I spent the weekend enjoying Felwine Sarr’s latest offering. Neither in the novel, nor in the essay even less in the poetic ballads between the African imaginary. Felwine Sarr has released an album entitled Naïssan, casting off once again the moorings of a musical career launched in Orleans as part of the group Dolé. The « mixed raced roots reggae » band had released two albums before calling it quits after nearly a decade.
I have often seen Felwine Sarr in concert, in Dakar, notably in the gorgeous cellar of the Djoloff Hotel or in Saint-Louis. I still remember seeing him perform with the group Daaray Samadhi in 2019, at the restaurant La Kora on the island of Saint-Louis. In this small courtyard, as nice as it is charming, the confined space creates a communion between the audience and the artists under the baobab tree that adorns the place.
In this place, one of my favorites in the city, Felwine Sarr and Mabousso Thiam distilled notes of afro-folk accompanied by the delicate voice of Gnilane. These three were more than a family but a « brotherhood of souls in search », a community of creators of love links that formed one with the cloud of lovers that populated the audience that night. How not to think, while writing these lines, of Mabousso Thiam who traveled to the other side? How can we not remember this marvelous, brilliant, and endearing man of whom Felwine Sarr tells us that he had « a solar soul ». Naïssan is an itinerary during which, if you know the musician at all, you can see his obsessions, his impulses and his fetish places forged in the ink of poetry, politics, history, and spirituality. We come across things and destinies, flavors and men and women suggested – in connection of course with the decency of Felwine Sarr and his anchoring in the words of the soul more than those of the mouth that denature, weaken, and devitalize what is of the senses and the intimate.

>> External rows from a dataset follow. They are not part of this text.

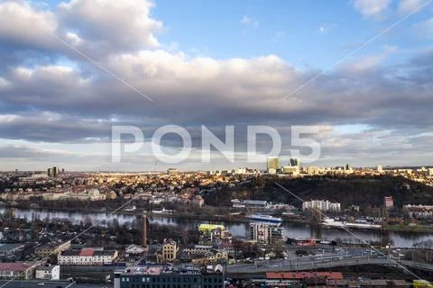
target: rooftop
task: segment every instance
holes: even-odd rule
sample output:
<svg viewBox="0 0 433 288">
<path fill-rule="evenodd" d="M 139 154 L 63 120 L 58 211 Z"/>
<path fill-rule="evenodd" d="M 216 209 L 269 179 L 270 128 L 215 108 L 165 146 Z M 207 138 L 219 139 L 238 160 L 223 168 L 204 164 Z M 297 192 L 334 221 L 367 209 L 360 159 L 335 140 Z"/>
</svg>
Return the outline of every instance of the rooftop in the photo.
<svg viewBox="0 0 433 288">
<path fill-rule="evenodd" d="M 0 263 L 0 271 L 14 271 L 22 272 L 29 268 L 32 268 L 38 265 L 38 262 L 26 262 L 26 263 Z"/>
</svg>

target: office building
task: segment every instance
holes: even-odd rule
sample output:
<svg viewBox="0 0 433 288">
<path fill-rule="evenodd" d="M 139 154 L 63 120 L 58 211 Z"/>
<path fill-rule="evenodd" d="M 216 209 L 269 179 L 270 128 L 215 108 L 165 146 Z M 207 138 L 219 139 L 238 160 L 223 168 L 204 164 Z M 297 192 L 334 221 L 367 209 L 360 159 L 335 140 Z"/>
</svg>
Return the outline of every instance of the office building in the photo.
<svg viewBox="0 0 433 288">
<path fill-rule="evenodd" d="M 314 209 L 321 212 L 336 212 L 341 211 L 341 204 L 339 202 L 331 202 L 324 200 L 311 200 L 302 203 L 302 210 Z"/>
<path fill-rule="evenodd" d="M 383 206 L 386 209 L 392 209 L 394 207 L 394 200 L 392 199 L 392 196 L 383 197 Z"/>
<path fill-rule="evenodd" d="M 162 244 L 161 253 L 157 255 L 158 263 L 169 263 L 176 260 L 178 256 L 179 247 L 173 239 L 165 239 L 164 244 Z"/>
<path fill-rule="evenodd" d="M 51 255 L 57 255 L 62 251 L 66 251 L 70 248 L 70 241 L 63 243 L 48 243 L 40 246 L 34 249 L 34 254 L 41 258 L 47 257 Z"/>
<path fill-rule="evenodd" d="M 250 223 L 250 239 L 261 244 L 274 244 L 283 240 L 284 230 L 280 224 Z"/>
<path fill-rule="evenodd" d="M 81 250 L 67 250 L 57 257 L 59 265 L 95 266 L 112 264 L 117 258 L 116 250 L 87 248 Z"/>
<path fill-rule="evenodd" d="M 298 166 L 282 166 L 283 174 L 290 174 L 292 176 L 299 175 L 299 167 Z"/>
<path fill-rule="evenodd" d="M 224 288 L 221 270 L 162 266 L 127 267 L 115 271 L 114 288 Z"/>
<path fill-rule="evenodd" d="M 36 279 L 60 280 L 60 266 L 58 265 L 47 265 L 38 266 L 35 269 L 34 277 Z"/>
<path fill-rule="evenodd" d="M 269 174 L 275 174 L 280 169 L 280 158 L 278 157 L 268 158 L 267 170 Z"/>
<path fill-rule="evenodd" d="M 147 247 L 147 230 L 149 227 L 149 220 L 146 215 L 142 216 L 142 246 Z"/>
<path fill-rule="evenodd" d="M 40 265 L 39 262 L 11 262 L 0 263 L 1 279 L 32 279 L 34 269 Z M 16 287 L 16 286 L 15 286 Z"/>
<path fill-rule="evenodd" d="M 52 176 L 57 177 L 59 176 L 59 169 L 56 166 L 52 167 Z"/>
<path fill-rule="evenodd" d="M 289 160 L 289 166 L 294 167 L 294 166 L 298 166 L 299 167 L 300 166 L 300 160 L 298 159 L 298 158 L 290 158 Z"/>
</svg>

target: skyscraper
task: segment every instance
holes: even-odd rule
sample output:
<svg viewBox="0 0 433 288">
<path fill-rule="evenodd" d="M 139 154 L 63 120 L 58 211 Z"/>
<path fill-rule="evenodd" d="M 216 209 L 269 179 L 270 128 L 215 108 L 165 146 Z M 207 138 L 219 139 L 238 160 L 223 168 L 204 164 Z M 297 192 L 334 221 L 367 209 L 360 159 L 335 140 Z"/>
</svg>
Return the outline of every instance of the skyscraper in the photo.
<svg viewBox="0 0 433 288">
<path fill-rule="evenodd" d="M 56 166 L 52 167 L 52 176 L 57 177 L 59 176 L 59 169 Z"/>
<path fill-rule="evenodd" d="M 280 169 L 280 158 L 278 157 L 268 158 L 268 173 L 275 174 Z"/>
<path fill-rule="evenodd" d="M 147 247 L 147 230 L 149 228 L 149 220 L 146 215 L 142 216 L 142 246 Z"/>
<path fill-rule="evenodd" d="M 300 166 L 300 161 L 298 158 L 290 158 L 289 160 L 289 165 L 292 167 L 293 166 Z"/>
</svg>

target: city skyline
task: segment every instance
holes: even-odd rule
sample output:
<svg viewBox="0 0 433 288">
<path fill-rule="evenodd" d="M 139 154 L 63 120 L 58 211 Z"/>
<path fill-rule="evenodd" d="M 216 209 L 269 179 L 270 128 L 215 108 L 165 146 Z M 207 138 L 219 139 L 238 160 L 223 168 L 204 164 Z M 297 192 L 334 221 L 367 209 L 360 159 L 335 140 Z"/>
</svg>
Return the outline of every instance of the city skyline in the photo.
<svg viewBox="0 0 433 288">
<path fill-rule="evenodd" d="M 265 169 L 245 161 L 248 125 L 280 132 L 281 163 L 290 128 L 308 125 L 321 146 L 309 166 L 432 164 L 428 1 L 201 5 L 1 2 L 0 170 L 166 170 L 147 151 L 112 163 L 111 132 L 135 126 L 150 144 L 167 124 L 192 137 L 181 170 Z M 199 160 L 202 125 L 222 140 L 235 126 L 235 163 Z"/>
</svg>

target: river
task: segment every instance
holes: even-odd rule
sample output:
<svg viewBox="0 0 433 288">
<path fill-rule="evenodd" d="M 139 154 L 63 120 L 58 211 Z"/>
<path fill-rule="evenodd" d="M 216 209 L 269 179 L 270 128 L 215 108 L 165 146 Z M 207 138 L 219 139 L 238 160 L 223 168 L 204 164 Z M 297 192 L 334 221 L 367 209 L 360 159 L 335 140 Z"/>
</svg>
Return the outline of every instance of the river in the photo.
<svg viewBox="0 0 433 288">
<path fill-rule="evenodd" d="M 14 216 L 19 219 L 32 220 L 48 220 L 67 219 L 72 223 L 78 224 L 80 222 L 92 222 L 94 225 L 109 225 L 113 220 L 117 220 L 120 225 L 125 223 L 133 223 L 137 220 L 136 215 L 130 214 L 111 214 L 105 212 L 63 212 L 50 211 L 38 209 L 14 209 Z M 0 208 L 0 213 L 5 212 L 4 208 Z M 184 218 L 164 217 L 164 216 L 149 216 L 150 223 L 157 223 L 161 225 L 173 225 L 180 229 L 190 228 L 194 229 L 200 223 L 208 223 L 209 221 L 190 220 Z M 244 222 L 218 222 L 224 224 L 230 233 L 235 237 L 245 238 L 248 232 L 248 223 Z M 433 234 L 429 233 L 408 233 L 408 232 L 381 232 L 372 230 L 354 230 L 353 234 L 339 229 L 313 229 L 308 224 L 299 223 L 283 223 L 284 236 L 290 238 L 315 238 L 323 240 L 334 240 L 336 238 L 344 239 L 351 242 L 364 241 L 380 241 L 383 238 L 392 240 L 393 247 L 411 248 L 413 244 L 433 239 Z"/>
</svg>

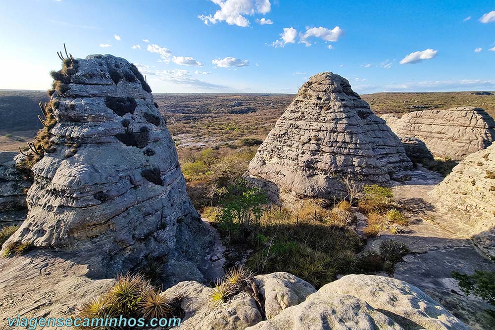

While listening to the album, I met ghosts and heroes from here and elsewhere; people to whom the poet pays homage with the conciseness required in the salute to the dead.
Felwine Sarr takes us to visit the graves of martyrs and men whose blood has been spilled, making everyday life less inhabitable, but conferring boldness and rage for the future on the heirs. In the title Maskhadov, the artist grabs the autocrats by the collar and asks them if they sleep at night after their sinister crimes. He reminds us of the recent tragedies of Vukovar, Beslan, Rwanda … He returns us to the memories of the Chechen leader, Aslan Maskhadov, Nelson Mandela, or the Lion of Panshir.
Felwine Sarr’s voice takes us on a tour of physical places: Kigali, Dakar, Durham, Pondicherry, Niodior, Orleans; emotional places: wars, travels, hope, pleasure, art, spirituality. The intimate texts recall the figure of the writer and the poet whose literary power overflows in this album. He puts to music the imaginary, the intimate, the exile, the love, the beauty, the overcoming of the sensitive time to sacralize only the infinity. With this album, Felwine Sarr leaves a new trace in his abundant, erudite, mixed, and eclectic work. The guitar constantly accompanies the words of the story to forge a demanding and delightful melody.
With Daaray Samadhi, Felwine Sarr’s work takes a new course towards the Awakening, the supreme space where everything disappears to leave only a version of self stripped of vanities. I have read all of Felwine Sarr’s books and over the years he has become a precious friend for whom I have esteem and admiration. And it is with emotion and joy that I discover his new project which is part of a long term work whose purpose is to create in a spiritual way in order to leave traces of the redemption of his own, but also of all those who will have the imprudence to come to seek in the middle of the sea salts, of the dews of the thousand hills and of the arteries of the bolongs, answers to the questions which agitate the heart of the men. The artist sings in French, English, Wolof and Sereer (my Pulaar relatives will say that he is the only one to make the latter language poetic). These languages say something about the house of humanities that Felwine Sarr has just created to think about reparation and awakening in common beyond barriers and sad passions. The album Naïssan is an aesthetic of links and imaginaries, one more attempt in the language of the economist-philosopher-novelist-musician.
Felwine Sarr thus sows new seeds for possible, probable, and plausible repairs of souls by crossing borders in order to coexist in the world together. He leaves traces and invites us, incites us to tattoo this world with our perennial traces.